Indian politician (born 1 July 1952)

Gopal Bhargava (born 1 July 1952) is an Indian politician and currently senior most legislator and was cabinet minister in the Government of Madhya Pradesh. He has served as a cabinet minister for his six terms, which is the highest number of terms any minister could complete in the government. He has also been the leader of opposition in the 15th Madhya Pradesh Legislative Assembly. He is the only person who has served as a cabinet minister for 15 consecutive years in the Government of Madhya Pradesh, India. He belongs to the Bharatiya Janata Party, and has been the member of the Legislative Assembly nine times consecutively, representing Rehli since 1985. He is only MLA in History of Madhya Pradesh to win 9 consecutive elections from same constituency. He has become second most senior legislator in Madhya Pradesh history after EX-CM Babulal Gaur. He is also elected as Pro tem Speaker of 16th Madhya Pradesh Legislative Assembly.

==Early life and education==
Bhargava was born on 1 July 1952, to Pandit Shankarlal Bhargava (Kakkaji). His grandfather was a social activist and leader. He started his primary education at his hometown Garhakota and later moved to Sagar for his higher education. Bhargava holds a degree in B.Sc., MA (Political Science) and has completed LLB (Law) from Dr. H.S. Gour University, Sagar.

==Political career==

His political career started with his first election to the Municipal Council in Garhakota. He was the president of the students union at the Government Boys Higher Secondary School, Garhakota, in 1965. In 1984–85, he participated in a youth movement for a college building and was imprisoned in Sagar Jail for some time.

He was first elected as president to the Garhakota Municipal Council in 1980 and then as a Member of the Legislative Assembly from Rehli in 1984. In 2003, Bhargava was chosen to become the cabinet minister in Government of Madhya Pradesh led by Uma Bharti.

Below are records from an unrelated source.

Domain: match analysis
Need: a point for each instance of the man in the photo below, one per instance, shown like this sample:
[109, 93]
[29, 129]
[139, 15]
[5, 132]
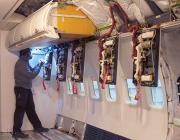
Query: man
[23, 75]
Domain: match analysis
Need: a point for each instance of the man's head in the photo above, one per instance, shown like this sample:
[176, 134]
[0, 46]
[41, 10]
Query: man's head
[26, 53]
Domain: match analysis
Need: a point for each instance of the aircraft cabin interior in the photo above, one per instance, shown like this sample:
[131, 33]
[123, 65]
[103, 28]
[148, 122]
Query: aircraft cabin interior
[108, 69]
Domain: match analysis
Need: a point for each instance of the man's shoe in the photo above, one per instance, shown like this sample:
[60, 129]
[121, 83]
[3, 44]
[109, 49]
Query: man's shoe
[20, 135]
[41, 129]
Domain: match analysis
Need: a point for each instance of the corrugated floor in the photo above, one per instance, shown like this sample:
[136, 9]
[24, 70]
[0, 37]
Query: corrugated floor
[51, 135]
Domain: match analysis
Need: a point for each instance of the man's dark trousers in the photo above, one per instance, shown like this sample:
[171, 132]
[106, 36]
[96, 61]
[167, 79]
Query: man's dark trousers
[25, 103]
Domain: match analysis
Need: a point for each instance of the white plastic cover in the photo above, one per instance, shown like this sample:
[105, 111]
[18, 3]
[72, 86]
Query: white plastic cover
[35, 29]
[96, 10]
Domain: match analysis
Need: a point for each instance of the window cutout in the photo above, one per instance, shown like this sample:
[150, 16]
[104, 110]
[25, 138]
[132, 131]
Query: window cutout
[131, 91]
[111, 96]
[95, 94]
[69, 86]
[157, 96]
[81, 89]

He also became President of MP Agro-Development Corporation, President of MP Agriculture Board, President of State Warehousing Corporation, President of MP state civil supplies corporation, President of Apex Bank MP and many other departments.

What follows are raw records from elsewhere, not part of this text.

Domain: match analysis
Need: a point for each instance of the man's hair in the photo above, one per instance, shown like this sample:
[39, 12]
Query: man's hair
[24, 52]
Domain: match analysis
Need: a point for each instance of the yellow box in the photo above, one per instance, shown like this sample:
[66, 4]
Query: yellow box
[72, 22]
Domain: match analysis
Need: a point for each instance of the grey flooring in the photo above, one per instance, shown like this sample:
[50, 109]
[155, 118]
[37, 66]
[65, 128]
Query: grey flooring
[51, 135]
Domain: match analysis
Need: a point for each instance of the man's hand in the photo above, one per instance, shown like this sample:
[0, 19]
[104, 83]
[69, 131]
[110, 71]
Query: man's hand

In 2008, he was sworn in as cabinet minister of Panchayat & Rural Development, Social Justice in the Government of Madhya Pradesh led by Shivraj Singh Chouhan.

He is not fond of any personal campaigning while contesting in election so he didn't make any personal campaign for himself in his constituency 2013 onwards.

In 2013, Gopal Bhargava retained the Rehli Vidhan Sabha seat by over 52,000 votes and led the Bharatiya Janata Party (BJP) to a third consecutive victory. On 12 December 2013, he was sworn in for his third consecutive term as senior most cabinet minister and again took charge of Panchayat & Rural Development, Social Justice & Co-operative.

In 2018, he was re-elected from Rehli and became the most senior legislator in Madhya Pradesh Vidhan Sabha.

On 7 January 2019, he was elected Leader of the Opposition in the 15th Madhya Pradesh Legislative Assembly. He resigned as leader of the opposition after the BJP formed a government in Madhya Pradesh on 23 March 2020. He was inducted into Shivraj Singh Chauhan's cabinet on 2 July 2020, and was given the portfolio of Public Works Department and Cottage & Rural Industries.

In 2023 he won again 9th consecutive time by huge margin of over 72800 votes, became first person in Madhya Pradesh to do such from same constituency. His this victory is record highest margin for any minister to retain his seat in Madhya Pradesh.

He is still undefeated in his electoral career spanning over 4 decades. He has won his all 10 election in which he contested.

On 14 December 2023 he was chosen as pro tem Speaker of 16th Madhya Pradesh Legislative Assembly

==Personal life==
Bhargava has been married to Rekha Bhargava since 1981. They have one son and three daughter.

His son Abhishek Gopal Bhargava is a politician, was the state vice president of Bharatiya Janata Yuva Morcha in Madhya Pradesh, and oversees and manages his work in his constituency.